On Tue, 2021-11-30 at 01:42 +0000, Chuck Lever III wrote:
>
> > On Nov 29, 2021, at 7:11 PM, Dai Ngo <[email protected]> wrote:
> >
> > 
> > > On 11/29/21 1:10 PM, Chuck Lever III wrote:
> > >
> > > > > On Nov 29, 2021, at 2:36 PM, Dai Ngo <[email protected]>
> > > > > wrote:
> > > >
> > > >
> > > > On 11/29/21 11:03 AM, Chuck Lever III wrote:
> > > > > Hello Dai!
> > > > >
> > > > >
> > > > > > On Nov 29, 2021, at 1:32 PM, Dai Ngo <[email protected]>
> > > > > > wrote:
> > > > > >
> > > > > >
> > > > > > On 11/29/21 9:30 AM, J. Bruce Fields wrote:
> > > > > > > On Mon, Nov 29, 2021 at 09:13:16AM -0800,
> > > > > > > [email protected] wrote:
> > > > > > > > Hi Bruce,
> > > > > > > >
> > > > > > > > On 11/21/21 7:04 PM, [email protected] wrote:
> > > > > > > > > On 11/17/21 4:34 PM, J. Bruce Fields wrote:
> > > > > > > > > > On Wed, Nov 17, 2021 at 01:46:02PM -0800,
> > > > > > > > > > [email protected] wrote:
> > > > > > > > > > > On 11/17/21 9:59 AM, [email protected] wrote:
> > > > > > > > > > > > On 11/17/21 6:14 AM, J. Bruce Fields wrote:
> > > > > > > > > > > > > On Tue, Nov 16, 2021 at 03:06:32PM -0800,
> > > > > > > > > > > > > [email protected] wrote:
> > > > > > > > > > > > > > Just a reminder that this patch is still
> > > > > > > > > > > > > > waiting for your review.
> > > > > > > > > > > > > Yeah, I was procrastinating and hoping yo'ud
> > > > > > > > > > > > > figure out the pynfs
> > > > > > > > > > > > > failure for me....
> > > > > > > > > > > > Last time I ran 4.0 OPEN18 test by itself and
> > > > > > > > > > > > it passed.

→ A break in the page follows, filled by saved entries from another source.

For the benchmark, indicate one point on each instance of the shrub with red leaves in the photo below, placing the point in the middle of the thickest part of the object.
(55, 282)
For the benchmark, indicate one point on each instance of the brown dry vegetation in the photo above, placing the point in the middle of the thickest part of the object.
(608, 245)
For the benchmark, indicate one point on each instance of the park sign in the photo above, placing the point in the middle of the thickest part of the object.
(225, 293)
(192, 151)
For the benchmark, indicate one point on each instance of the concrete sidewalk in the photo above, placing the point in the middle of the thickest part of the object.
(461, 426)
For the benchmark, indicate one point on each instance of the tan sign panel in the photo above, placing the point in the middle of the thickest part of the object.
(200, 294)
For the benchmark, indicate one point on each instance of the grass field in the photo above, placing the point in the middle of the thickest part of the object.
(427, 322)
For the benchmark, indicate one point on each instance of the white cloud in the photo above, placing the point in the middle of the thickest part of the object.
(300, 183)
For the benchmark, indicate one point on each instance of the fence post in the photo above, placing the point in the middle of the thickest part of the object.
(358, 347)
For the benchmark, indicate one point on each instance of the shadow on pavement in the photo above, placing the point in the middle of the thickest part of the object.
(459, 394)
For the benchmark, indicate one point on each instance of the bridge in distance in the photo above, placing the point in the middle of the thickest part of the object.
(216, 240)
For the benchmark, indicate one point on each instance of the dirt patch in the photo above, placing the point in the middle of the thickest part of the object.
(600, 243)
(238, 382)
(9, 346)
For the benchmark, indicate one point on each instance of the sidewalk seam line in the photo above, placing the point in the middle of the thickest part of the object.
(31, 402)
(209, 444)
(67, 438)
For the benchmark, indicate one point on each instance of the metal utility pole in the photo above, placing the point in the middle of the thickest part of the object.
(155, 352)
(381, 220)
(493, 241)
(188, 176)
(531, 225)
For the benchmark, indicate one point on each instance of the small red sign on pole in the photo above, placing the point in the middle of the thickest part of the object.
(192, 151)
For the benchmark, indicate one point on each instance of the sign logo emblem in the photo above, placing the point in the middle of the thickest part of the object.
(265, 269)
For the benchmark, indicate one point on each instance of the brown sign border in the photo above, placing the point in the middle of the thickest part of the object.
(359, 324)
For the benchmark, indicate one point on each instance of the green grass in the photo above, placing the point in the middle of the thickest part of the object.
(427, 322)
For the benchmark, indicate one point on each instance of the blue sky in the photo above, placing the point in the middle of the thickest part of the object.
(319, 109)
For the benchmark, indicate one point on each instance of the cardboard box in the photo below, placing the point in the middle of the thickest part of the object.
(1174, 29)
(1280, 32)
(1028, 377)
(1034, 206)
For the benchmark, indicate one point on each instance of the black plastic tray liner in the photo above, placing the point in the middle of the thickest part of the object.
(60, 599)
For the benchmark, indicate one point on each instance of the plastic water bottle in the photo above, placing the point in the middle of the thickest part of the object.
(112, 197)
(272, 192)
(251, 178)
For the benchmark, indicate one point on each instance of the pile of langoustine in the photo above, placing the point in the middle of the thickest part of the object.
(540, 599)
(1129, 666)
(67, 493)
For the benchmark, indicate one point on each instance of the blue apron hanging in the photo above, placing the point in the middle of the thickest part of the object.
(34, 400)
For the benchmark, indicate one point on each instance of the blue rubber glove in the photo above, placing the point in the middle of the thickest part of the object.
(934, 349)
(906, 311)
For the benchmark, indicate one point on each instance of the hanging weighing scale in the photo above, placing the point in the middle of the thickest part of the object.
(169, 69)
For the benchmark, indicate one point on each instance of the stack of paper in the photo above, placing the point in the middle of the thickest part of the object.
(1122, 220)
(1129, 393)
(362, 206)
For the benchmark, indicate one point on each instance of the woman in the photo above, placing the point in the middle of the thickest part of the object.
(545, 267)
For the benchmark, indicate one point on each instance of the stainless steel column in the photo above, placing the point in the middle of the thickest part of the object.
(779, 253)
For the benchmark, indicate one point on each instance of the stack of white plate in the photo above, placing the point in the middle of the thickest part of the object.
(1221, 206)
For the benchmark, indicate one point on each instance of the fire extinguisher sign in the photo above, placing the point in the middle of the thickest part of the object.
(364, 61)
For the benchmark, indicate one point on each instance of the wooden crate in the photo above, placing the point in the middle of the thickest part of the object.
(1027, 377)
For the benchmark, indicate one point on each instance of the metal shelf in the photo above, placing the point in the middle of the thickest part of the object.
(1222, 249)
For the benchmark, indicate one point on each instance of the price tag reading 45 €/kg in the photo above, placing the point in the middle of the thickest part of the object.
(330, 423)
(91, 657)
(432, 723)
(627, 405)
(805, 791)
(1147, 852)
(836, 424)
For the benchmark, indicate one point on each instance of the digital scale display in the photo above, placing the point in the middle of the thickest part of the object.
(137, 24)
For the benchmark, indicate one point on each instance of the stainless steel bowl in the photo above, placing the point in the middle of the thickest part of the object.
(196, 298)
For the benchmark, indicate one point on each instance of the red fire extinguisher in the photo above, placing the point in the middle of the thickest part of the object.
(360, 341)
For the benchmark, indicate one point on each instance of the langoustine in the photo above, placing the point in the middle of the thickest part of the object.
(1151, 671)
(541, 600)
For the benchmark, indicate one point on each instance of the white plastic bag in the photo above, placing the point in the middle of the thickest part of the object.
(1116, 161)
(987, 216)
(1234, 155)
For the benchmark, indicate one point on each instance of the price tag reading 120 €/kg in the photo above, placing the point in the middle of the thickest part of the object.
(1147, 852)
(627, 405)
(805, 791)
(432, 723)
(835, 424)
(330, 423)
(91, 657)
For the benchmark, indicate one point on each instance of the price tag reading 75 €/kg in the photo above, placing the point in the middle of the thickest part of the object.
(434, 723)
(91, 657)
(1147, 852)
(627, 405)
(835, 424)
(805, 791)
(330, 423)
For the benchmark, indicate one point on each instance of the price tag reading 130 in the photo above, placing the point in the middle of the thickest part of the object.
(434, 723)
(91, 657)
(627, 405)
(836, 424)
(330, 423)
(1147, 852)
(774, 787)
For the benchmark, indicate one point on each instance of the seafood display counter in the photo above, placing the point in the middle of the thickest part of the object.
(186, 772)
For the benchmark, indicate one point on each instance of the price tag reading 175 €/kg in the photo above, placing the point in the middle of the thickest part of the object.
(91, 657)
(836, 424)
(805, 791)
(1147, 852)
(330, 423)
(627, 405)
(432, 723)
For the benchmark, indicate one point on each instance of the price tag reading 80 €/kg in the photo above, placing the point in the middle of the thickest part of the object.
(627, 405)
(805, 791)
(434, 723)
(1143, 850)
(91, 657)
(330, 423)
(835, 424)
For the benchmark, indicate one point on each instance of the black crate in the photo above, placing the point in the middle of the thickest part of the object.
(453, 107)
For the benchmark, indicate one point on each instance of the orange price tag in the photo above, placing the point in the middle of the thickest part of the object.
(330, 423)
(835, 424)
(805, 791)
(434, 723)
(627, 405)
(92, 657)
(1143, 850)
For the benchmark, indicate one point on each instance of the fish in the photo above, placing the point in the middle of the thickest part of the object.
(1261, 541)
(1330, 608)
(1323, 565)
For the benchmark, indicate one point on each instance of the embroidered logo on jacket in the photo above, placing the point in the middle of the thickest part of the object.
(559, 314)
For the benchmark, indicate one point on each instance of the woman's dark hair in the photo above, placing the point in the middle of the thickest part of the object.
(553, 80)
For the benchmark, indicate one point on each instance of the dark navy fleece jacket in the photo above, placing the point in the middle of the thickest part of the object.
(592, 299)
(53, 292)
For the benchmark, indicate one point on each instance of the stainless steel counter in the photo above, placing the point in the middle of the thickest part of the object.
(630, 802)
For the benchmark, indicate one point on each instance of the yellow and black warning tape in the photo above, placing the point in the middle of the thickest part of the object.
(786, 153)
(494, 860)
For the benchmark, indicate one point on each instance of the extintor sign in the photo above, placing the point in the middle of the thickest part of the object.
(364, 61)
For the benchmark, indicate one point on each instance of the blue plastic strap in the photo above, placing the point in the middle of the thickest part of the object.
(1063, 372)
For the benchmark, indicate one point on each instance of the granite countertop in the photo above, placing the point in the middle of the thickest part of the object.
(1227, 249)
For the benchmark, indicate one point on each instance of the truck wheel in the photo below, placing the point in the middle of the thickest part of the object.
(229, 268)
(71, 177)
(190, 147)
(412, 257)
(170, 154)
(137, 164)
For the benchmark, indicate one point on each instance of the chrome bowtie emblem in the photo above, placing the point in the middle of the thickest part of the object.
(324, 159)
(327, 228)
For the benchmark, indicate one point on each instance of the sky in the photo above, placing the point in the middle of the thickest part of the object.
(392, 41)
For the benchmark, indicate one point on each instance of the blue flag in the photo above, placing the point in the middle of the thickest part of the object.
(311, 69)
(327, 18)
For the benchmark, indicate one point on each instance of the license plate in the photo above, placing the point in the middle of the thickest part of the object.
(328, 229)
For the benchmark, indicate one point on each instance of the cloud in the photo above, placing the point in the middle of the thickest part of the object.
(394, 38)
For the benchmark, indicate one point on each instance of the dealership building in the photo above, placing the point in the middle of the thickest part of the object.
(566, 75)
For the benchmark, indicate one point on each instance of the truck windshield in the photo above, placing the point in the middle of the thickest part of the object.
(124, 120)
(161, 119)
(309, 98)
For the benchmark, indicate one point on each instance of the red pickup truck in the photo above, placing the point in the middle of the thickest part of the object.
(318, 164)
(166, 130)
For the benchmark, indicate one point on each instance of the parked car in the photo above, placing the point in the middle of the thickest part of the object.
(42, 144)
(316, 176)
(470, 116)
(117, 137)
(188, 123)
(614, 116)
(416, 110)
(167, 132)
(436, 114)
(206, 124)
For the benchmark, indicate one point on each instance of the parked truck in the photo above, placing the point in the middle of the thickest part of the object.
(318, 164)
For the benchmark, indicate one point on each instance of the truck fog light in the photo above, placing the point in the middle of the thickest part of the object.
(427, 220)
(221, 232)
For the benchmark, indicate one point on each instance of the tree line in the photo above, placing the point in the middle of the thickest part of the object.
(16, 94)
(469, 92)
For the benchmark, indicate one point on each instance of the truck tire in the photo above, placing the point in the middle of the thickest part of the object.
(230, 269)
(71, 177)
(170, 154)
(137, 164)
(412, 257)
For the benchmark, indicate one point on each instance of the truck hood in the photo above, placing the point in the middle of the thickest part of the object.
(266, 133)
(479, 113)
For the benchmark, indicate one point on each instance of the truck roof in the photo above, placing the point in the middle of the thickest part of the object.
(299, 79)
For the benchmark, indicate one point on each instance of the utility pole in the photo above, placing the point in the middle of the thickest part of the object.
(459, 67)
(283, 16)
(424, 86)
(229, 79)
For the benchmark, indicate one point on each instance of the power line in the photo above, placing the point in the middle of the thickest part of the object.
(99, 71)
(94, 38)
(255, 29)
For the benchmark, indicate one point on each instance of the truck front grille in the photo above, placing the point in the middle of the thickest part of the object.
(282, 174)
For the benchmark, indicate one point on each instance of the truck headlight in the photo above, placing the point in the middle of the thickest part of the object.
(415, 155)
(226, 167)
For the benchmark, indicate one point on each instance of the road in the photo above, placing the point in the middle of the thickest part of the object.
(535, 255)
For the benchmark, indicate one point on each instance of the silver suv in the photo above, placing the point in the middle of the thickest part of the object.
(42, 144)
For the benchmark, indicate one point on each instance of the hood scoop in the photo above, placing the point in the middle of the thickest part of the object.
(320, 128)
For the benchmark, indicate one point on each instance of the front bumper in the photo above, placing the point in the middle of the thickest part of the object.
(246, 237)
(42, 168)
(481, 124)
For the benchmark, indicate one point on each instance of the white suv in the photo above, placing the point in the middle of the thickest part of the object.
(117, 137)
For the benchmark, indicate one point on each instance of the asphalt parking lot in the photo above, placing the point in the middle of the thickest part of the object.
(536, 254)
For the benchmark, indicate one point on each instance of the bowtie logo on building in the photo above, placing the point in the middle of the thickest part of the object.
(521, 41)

I will run
> > > > > > > > > > > > all OPEN tests together with 5.15-rc7 to see if
> > > > > > > > > > > > the problem you've
> > > > > > > > > > > > seen still there.
> > > > > > > > > > > I ran all tests in nfsv4.1 and nfsv4.0 with
> > > > > > > > > > > courteous and non-courteous
> > > > > > > > > > > 5.15-rc7 server.
> > > > > > > > > > >
> > > > > > > > > > > Nfs4.1 results are the same for both courteous
> > > > > > > > > > > and
> > > > > > > > > > > non-courteous server:
> > > > > > > > > > > > Of those: 0 Skipped, 0 Failed, 0 Warned, 169
> > > > > > > > > > > > Passed
> > > > > > > > > > > Results of nfs4.0 with non-courteous server:
> > > > > > > > > > > > Of those: 8 Skipped, 1 Failed, 0 Warned, 577
> > > > > > > > > > > > Passed
> > > > > > > > > > > test failed: LOCK24
> > > > > > > > > > >
> > > > > > > > > > > Results of nfs4.0 with courteous server:
> > > > > > > > > > > > Of those: 8 Skipped, 3 Failed, 0 Warned, 575
> > > > > > > > > > > > Passed
> > > > > > > > > > > tests failed: LOCK24, OPEN18, OPEN30
> > > > > > > > > > >
> > > > > > > > > > > OPEN18 and OPEN30 test pass if each is run by
> > > > > > > > > > > itself.
> > > > > > > > > > Could well be a bug in the tests, I don't know.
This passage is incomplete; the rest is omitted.